Alice resolvera suspender os clientes da tarde. Hoje tinha sido um dia ruim, e não ficaria melhor se insistisse. Até a dor nas costas tinha voltado. Logo no primeiro horário, um restaurado de porcelana não se ajustou ao molar daquele turco gordo, e ele reclamou sem parar, insensível às desculpas e à explicação de que o erro era do protético. O almoço tinha sido um desastre, a empregada havia faltado, ela teve que improvisar com uma lata de atum e um tanto de arroz de outro dia. As crianças estavam barulhentas e exigentes, Camilla estava excitada com o novo balé que estavam ensaiando, era quem mais gritava.
- Seu Bruno e Dona Camilla! Calma, dêem um tempinho para a mamãe. Hoje está tudo dando errado, a Fia não veio, tá tudo uma bagunça, e o barulho piora tudo!

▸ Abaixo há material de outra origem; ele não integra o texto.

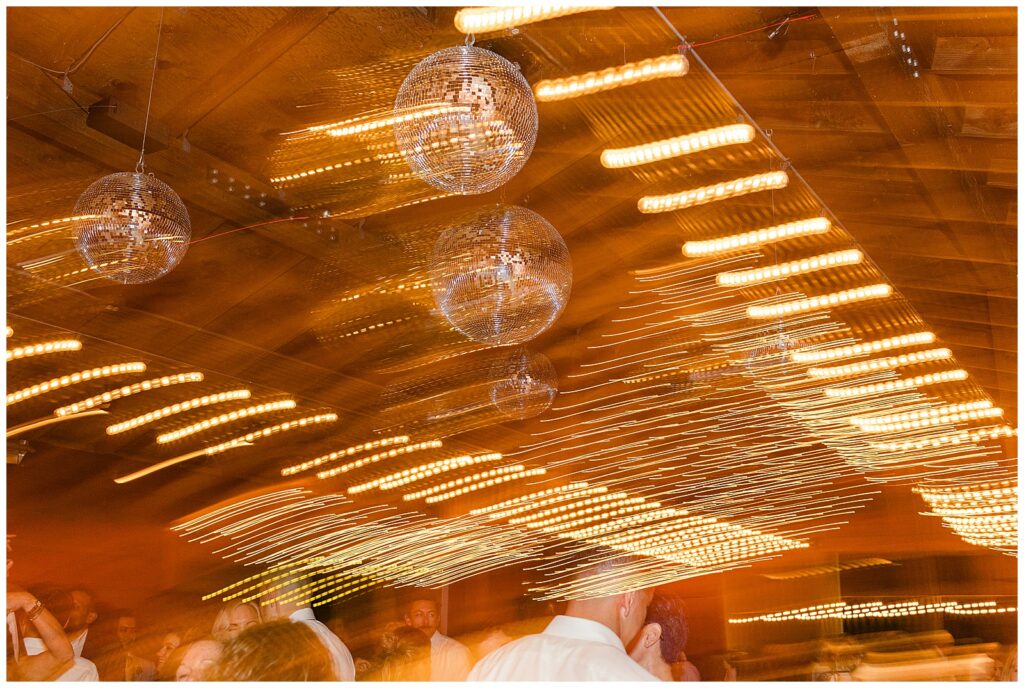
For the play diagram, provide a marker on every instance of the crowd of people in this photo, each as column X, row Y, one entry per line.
column 635, row 636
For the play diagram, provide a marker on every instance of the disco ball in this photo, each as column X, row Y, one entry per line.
column 478, row 120
column 525, row 385
column 502, row 276
column 132, row 227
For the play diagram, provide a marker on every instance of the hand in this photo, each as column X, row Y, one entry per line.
column 19, row 600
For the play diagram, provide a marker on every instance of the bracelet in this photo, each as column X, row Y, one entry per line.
column 37, row 609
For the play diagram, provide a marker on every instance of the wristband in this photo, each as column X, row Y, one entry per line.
column 37, row 609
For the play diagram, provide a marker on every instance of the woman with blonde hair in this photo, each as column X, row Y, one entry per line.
column 235, row 617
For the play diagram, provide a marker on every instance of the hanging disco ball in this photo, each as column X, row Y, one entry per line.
column 133, row 228
column 468, row 120
column 501, row 276
column 525, row 385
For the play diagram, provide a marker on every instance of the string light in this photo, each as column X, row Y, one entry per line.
column 52, row 225
column 128, row 390
column 539, row 503
column 527, row 500
column 702, row 195
column 876, row 610
column 679, row 145
column 750, row 240
column 348, row 452
column 224, row 418
column 573, row 508
column 877, row 364
column 489, row 482
column 244, row 440
column 819, row 302
column 423, row 471
column 803, row 266
column 601, row 516
column 178, row 407
column 363, row 125
column 359, row 463
column 866, row 422
column 613, row 77
column 74, row 379
column 426, row 491
column 865, row 347
column 45, row 347
column 955, row 438
column 896, row 385
column 485, row 19
column 613, row 506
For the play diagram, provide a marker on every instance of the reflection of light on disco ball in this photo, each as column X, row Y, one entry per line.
column 525, row 385
column 485, row 126
column 133, row 227
column 502, row 276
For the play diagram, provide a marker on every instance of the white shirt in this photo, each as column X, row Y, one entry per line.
column 569, row 649
column 83, row 670
column 450, row 659
column 79, row 643
column 344, row 668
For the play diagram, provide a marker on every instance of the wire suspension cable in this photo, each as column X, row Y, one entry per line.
column 140, row 165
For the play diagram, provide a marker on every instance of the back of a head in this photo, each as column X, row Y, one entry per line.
column 275, row 651
column 403, row 654
column 669, row 613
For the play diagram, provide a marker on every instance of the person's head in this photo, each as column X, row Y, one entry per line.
column 170, row 643
column 199, row 660
column 623, row 612
column 126, row 629
column 403, row 654
column 664, row 634
column 275, row 651
column 423, row 613
column 83, row 613
column 235, row 617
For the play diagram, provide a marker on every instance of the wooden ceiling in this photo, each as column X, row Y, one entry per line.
column 920, row 169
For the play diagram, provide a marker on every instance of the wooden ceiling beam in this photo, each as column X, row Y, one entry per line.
column 246, row 66
column 39, row 108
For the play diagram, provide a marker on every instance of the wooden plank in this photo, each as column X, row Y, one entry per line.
column 246, row 66
column 994, row 54
column 41, row 110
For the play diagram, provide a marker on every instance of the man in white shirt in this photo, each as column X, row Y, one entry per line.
column 82, row 616
column 341, row 658
column 588, row 643
column 450, row 659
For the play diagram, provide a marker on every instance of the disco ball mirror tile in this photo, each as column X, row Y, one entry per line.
column 501, row 276
column 484, row 122
column 133, row 227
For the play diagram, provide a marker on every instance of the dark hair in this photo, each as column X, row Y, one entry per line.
column 402, row 654
column 275, row 651
column 671, row 615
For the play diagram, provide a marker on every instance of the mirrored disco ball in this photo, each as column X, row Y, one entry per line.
column 468, row 120
column 502, row 275
column 133, row 227
column 525, row 385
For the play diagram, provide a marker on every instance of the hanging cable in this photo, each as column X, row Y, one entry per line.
column 140, row 165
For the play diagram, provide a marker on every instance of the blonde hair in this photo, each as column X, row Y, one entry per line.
column 223, row 619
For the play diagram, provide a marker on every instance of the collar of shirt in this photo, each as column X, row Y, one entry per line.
column 583, row 629
column 304, row 614
column 78, row 644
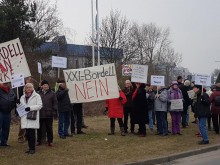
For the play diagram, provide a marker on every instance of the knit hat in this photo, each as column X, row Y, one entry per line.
column 44, row 82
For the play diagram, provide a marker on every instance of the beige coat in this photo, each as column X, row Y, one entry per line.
column 35, row 104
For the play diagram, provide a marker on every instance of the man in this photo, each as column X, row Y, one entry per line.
column 47, row 112
column 7, row 103
column 64, row 108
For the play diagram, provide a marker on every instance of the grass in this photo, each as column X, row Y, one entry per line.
column 96, row 147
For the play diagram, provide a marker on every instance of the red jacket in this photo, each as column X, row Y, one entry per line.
column 214, row 109
column 115, row 106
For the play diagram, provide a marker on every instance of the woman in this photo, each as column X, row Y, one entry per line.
column 32, row 102
column 175, row 93
column 128, row 91
column 115, row 110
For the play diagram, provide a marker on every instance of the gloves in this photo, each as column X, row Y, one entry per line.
column 120, row 98
column 27, row 109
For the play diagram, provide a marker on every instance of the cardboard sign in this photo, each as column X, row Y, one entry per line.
column 176, row 104
column 157, row 80
column 12, row 60
column 139, row 73
column 59, row 62
column 39, row 68
column 92, row 84
column 127, row 70
column 17, row 80
column 204, row 80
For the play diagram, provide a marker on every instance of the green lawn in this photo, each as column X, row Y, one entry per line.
column 96, row 147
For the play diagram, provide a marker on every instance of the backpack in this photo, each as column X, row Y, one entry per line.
column 217, row 101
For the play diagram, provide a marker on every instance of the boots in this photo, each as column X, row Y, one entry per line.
column 122, row 131
column 112, row 131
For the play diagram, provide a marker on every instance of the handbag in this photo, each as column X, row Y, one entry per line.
column 32, row 115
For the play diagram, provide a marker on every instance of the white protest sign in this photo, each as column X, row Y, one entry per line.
column 17, row 80
column 157, row 80
column 139, row 73
column 39, row 68
column 127, row 70
column 176, row 104
column 12, row 60
column 92, row 84
column 21, row 110
column 204, row 80
column 59, row 62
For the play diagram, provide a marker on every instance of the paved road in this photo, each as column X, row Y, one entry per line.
column 209, row 158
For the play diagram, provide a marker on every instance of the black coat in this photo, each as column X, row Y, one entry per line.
column 63, row 100
column 7, row 101
column 140, row 106
column 202, row 106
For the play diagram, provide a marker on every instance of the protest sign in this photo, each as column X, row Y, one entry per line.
column 39, row 68
column 12, row 60
column 204, row 80
column 157, row 80
column 176, row 104
column 59, row 62
column 92, row 84
column 126, row 70
column 17, row 80
column 139, row 73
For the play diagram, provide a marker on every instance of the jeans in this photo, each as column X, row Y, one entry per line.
column 5, row 120
column 150, row 119
column 64, row 122
column 202, row 128
column 161, row 117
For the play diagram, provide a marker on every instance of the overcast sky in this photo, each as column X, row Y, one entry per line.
column 194, row 25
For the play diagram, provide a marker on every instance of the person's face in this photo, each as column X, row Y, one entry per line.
column 45, row 87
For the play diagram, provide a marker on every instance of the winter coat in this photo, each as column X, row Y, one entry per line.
column 7, row 101
column 128, row 93
column 202, row 105
column 63, row 100
column 140, row 105
column 115, row 106
column 214, row 109
column 50, row 104
column 160, row 103
column 171, row 96
column 35, row 104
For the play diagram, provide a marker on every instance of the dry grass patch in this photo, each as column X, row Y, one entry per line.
column 96, row 147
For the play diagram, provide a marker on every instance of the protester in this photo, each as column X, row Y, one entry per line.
column 215, row 107
column 76, row 119
column 33, row 103
column 175, row 93
column 64, row 108
column 202, row 111
column 7, row 103
column 140, row 108
column 150, row 104
column 47, row 112
column 160, row 107
column 128, row 91
column 115, row 110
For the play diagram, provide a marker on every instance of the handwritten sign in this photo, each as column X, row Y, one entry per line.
column 17, row 80
column 139, row 73
column 176, row 104
column 12, row 60
column 157, row 80
column 39, row 68
column 59, row 62
column 204, row 80
column 21, row 110
column 92, row 84
column 127, row 70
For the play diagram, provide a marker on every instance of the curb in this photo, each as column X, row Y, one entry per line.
column 172, row 157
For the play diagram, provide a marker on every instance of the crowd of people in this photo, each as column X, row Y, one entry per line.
column 138, row 103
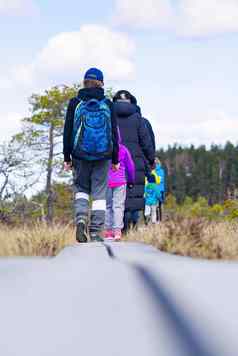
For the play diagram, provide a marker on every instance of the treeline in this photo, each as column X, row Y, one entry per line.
column 194, row 172
column 34, row 186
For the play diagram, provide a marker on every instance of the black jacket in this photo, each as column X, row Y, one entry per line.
column 136, row 138
column 87, row 94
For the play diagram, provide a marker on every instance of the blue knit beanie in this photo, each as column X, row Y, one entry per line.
column 94, row 74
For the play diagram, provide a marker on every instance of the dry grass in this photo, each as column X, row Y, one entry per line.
column 192, row 237
column 181, row 236
column 39, row 240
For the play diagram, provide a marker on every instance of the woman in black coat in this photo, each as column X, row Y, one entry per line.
column 136, row 138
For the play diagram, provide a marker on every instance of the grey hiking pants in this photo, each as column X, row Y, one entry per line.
column 90, row 179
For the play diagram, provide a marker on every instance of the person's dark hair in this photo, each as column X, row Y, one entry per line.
column 151, row 178
column 124, row 95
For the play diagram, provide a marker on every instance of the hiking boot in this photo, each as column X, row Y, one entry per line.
column 95, row 237
column 108, row 235
column 117, row 235
column 81, row 233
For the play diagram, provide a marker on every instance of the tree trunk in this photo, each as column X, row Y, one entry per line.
column 49, row 192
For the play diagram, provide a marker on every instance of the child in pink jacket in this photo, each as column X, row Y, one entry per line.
column 116, row 193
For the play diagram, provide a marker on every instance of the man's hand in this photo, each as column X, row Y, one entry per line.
column 67, row 166
column 116, row 167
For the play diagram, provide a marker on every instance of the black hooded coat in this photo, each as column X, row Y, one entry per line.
column 136, row 138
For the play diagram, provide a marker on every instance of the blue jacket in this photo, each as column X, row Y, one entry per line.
column 152, row 194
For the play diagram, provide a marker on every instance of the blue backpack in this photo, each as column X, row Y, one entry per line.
column 92, row 131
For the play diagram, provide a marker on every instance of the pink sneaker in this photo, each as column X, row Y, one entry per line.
column 108, row 235
column 117, row 235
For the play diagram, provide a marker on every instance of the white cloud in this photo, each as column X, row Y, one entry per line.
column 16, row 7
column 10, row 124
column 204, row 17
column 185, row 17
column 149, row 13
column 202, row 128
column 64, row 60
column 67, row 55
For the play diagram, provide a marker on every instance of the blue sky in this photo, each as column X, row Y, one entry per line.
column 178, row 57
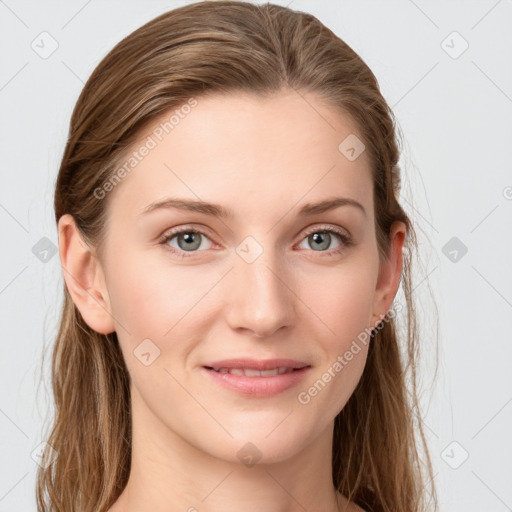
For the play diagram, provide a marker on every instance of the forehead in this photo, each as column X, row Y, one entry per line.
column 246, row 151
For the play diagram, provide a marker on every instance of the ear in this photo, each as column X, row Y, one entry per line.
column 390, row 272
column 84, row 277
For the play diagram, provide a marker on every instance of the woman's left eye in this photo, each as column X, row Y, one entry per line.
column 190, row 241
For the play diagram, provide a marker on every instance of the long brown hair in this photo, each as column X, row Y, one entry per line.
column 203, row 48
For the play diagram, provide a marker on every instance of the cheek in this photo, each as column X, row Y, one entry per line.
column 340, row 299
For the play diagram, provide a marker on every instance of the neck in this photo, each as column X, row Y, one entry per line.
column 168, row 474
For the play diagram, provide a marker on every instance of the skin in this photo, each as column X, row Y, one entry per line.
column 263, row 159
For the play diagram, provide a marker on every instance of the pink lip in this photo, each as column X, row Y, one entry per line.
column 257, row 386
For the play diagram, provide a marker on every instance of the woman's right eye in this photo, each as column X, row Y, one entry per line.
column 187, row 241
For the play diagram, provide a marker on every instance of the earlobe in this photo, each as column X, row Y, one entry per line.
column 390, row 272
column 84, row 277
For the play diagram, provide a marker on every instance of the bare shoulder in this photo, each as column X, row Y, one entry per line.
column 346, row 506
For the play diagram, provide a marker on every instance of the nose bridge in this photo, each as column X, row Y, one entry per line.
column 259, row 298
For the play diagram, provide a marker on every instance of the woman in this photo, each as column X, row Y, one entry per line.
column 210, row 356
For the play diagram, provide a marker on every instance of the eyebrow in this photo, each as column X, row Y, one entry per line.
column 216, row 210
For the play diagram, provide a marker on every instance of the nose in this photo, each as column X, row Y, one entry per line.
column 260, row 296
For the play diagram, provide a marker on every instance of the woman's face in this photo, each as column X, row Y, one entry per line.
column 269, row 280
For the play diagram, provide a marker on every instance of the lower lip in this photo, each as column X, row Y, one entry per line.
column 258, row 386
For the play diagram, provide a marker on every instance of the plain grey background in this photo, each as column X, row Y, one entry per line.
column 445, row 69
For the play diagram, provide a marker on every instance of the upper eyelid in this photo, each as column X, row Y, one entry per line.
column 204, row 231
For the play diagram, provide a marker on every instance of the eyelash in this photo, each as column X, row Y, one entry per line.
column 346, row 240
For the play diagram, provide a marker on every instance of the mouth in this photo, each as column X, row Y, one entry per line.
column 255, row 378
column 251, row 372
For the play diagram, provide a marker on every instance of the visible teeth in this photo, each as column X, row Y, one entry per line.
column 236, row 371
column 250, row 372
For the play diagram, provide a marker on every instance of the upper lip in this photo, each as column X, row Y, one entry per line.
column 256, row 364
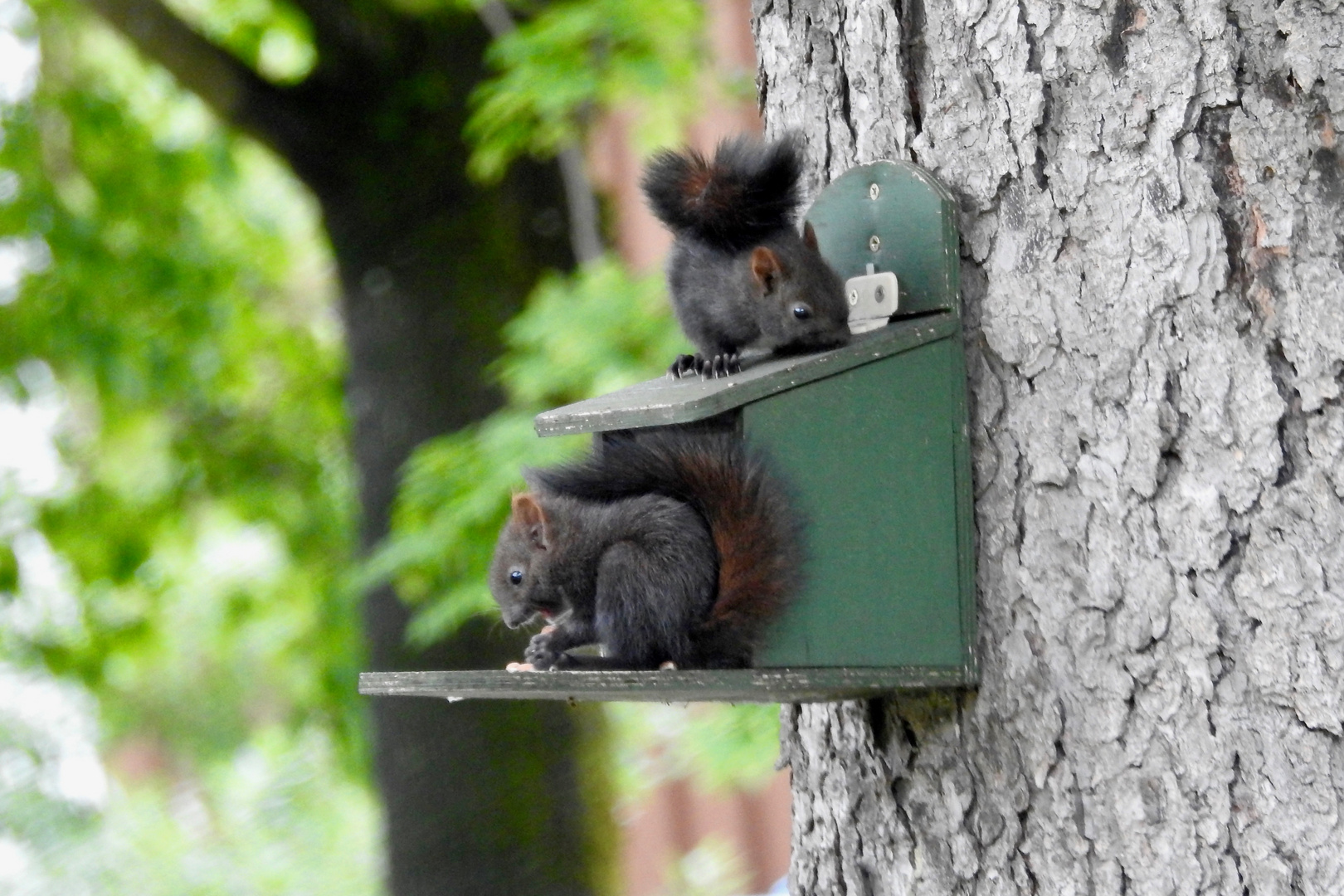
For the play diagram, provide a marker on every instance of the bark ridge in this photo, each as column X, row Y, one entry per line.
column 1152, row 207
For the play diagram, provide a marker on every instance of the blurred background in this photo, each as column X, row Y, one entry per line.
column 281, row 288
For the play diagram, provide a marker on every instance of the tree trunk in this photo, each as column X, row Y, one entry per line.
column 1152, row 204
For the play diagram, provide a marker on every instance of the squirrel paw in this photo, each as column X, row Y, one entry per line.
column 719, row 366
column 541, row 655
column 686, row 366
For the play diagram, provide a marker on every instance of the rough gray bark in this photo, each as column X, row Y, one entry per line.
column 1152, row 214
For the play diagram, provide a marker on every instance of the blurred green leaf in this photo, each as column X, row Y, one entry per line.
column 581, row 56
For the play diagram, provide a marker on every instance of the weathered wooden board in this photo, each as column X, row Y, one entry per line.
column 665, row 401
column 723, row 685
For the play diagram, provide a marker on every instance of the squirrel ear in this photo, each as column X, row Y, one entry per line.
column 765, row 268
column 531, row 519
column 810, row 236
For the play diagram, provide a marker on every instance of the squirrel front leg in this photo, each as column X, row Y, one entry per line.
column 548, row 648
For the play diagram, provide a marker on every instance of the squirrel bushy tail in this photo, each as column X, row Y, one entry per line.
column 747, row 192
column 756, row 531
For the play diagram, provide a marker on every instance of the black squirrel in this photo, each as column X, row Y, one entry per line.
column 665, row 547
column 739, row 275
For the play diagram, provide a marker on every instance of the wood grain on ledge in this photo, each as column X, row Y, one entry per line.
column 723, row 685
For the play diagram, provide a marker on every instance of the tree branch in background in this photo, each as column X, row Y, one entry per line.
column 578, row 191
column 346, row 35
column 236, row 93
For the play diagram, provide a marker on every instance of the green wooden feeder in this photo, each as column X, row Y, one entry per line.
column 874, row 440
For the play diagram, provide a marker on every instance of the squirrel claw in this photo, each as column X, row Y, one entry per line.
column 684, row 366
column 721, row 366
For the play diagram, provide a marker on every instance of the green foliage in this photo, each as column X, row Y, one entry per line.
column 717, row 746
column 272, row 37
column 186, row 567
column 582, row 56
column 205, row 409
column 581, row 334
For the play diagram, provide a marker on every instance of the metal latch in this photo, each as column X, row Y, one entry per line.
column 873, row 299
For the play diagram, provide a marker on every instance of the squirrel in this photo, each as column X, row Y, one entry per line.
column 739, row 275
column 667, row 547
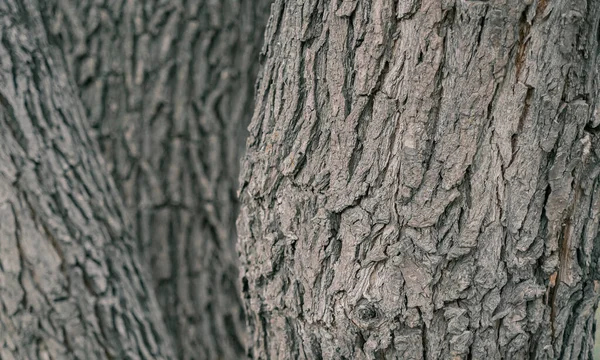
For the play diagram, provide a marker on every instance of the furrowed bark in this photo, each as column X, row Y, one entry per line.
column 168, row 87
column 422, row 181
column 71, row 285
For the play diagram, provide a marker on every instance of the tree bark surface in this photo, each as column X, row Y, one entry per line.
column 71, row 285
column 422, row 181
column 168, row 87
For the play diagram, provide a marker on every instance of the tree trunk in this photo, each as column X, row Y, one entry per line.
column 422, row 181
column 71, row 285
column 168, row 86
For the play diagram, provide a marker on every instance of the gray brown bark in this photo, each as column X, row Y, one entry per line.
column 168, row 87
column 71, row 285
column 422, row 181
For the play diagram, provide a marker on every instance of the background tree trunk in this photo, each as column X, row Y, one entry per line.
column 422, row 181
column 71, row 286
column 168, row 86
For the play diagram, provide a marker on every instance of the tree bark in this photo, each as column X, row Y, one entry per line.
column 169, row 86
column 71, row 285
column 422, row 181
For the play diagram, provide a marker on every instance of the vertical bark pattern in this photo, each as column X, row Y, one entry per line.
column 71, row 286
column 168, row 86
column 422, row 181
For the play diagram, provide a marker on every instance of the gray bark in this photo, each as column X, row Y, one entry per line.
column 71, row 285
column 422, row 181
column 168, row 87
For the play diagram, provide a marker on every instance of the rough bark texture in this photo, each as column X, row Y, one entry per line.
column 71, row 286
column 168, row 86
column 422, row 181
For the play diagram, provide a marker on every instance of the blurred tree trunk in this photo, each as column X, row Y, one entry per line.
column 71, row 285
column 168, row 86
column 422, row 181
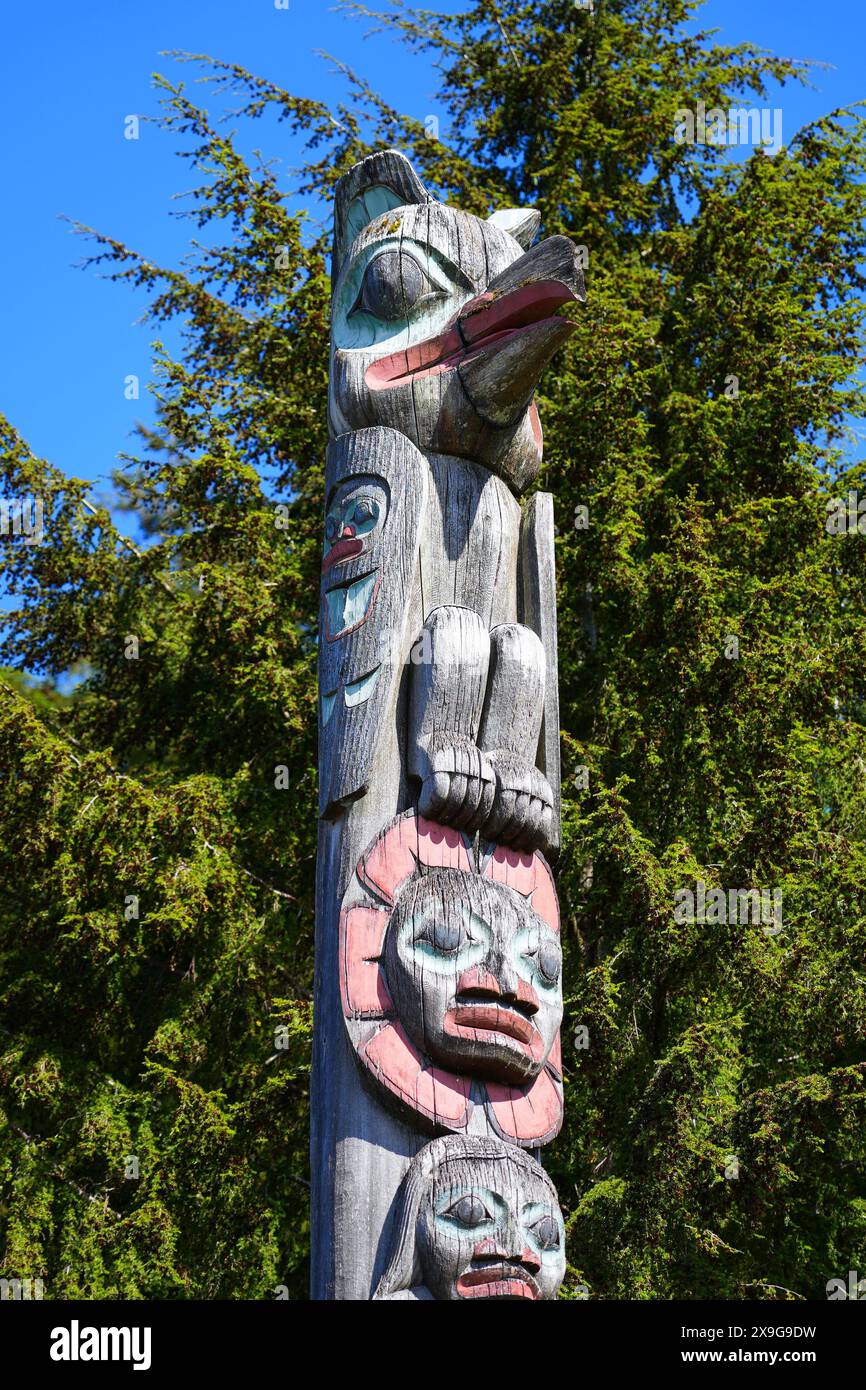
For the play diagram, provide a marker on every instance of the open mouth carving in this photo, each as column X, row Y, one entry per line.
column 485, row 321
column 515, row 1019
column 496, row 1280
column 341, row 551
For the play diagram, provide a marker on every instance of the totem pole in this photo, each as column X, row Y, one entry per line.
column 438, row 969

- Eh, dona encrenca, hoje é daqueles dias, de TPM? – Bruno já se achava um exímio entendedor do sexo oposto...
- Mãe, queria chegar mais cedo no balé. - Camilla estava vidrada...
- Não, vou deixar mamãe no consultório e depois te deixo no balé. Hoje preciso do carro para ver uns trem aí... – Bruno era cópia do Pai. Olhar para ele era sempre duplamente bom.
-Esperem aí, vocês já querem regrar minha vida? Negativo. Vamos fazer o seguinte: eu vou cancelar os clientes da tarde, você vai guiar o carro para mim, vamos levar a Camilla, assistir ao ensaio e vamos todos ao Shopping, comer direito, ver vitrines, talvez um cinema... – gostava de conciliar vontades e horários para estarem mais juntos, e ela acertara mais uma vez, dava pra ver nas carinhas.
Ligou para o consultório, deu para ver o alívio da secretária, que adorou a idéia de uma folguinha fora de hora. Bruno, já de banho tomado, estava todo importante ao volante do carro. Estava fazendo os exames para tirar a carteira de motorista. E parecia que levava jeito, como o Pai. Camilla, que adorava encher o irmão, ficava gritando, do banco de trás: - Olha o meio fio! Vai bater na árvore! O poste correu para o meio da rua, para escapar de você! – E ria. A moleca ainda aparecia na bela mulher que estava desabrochando.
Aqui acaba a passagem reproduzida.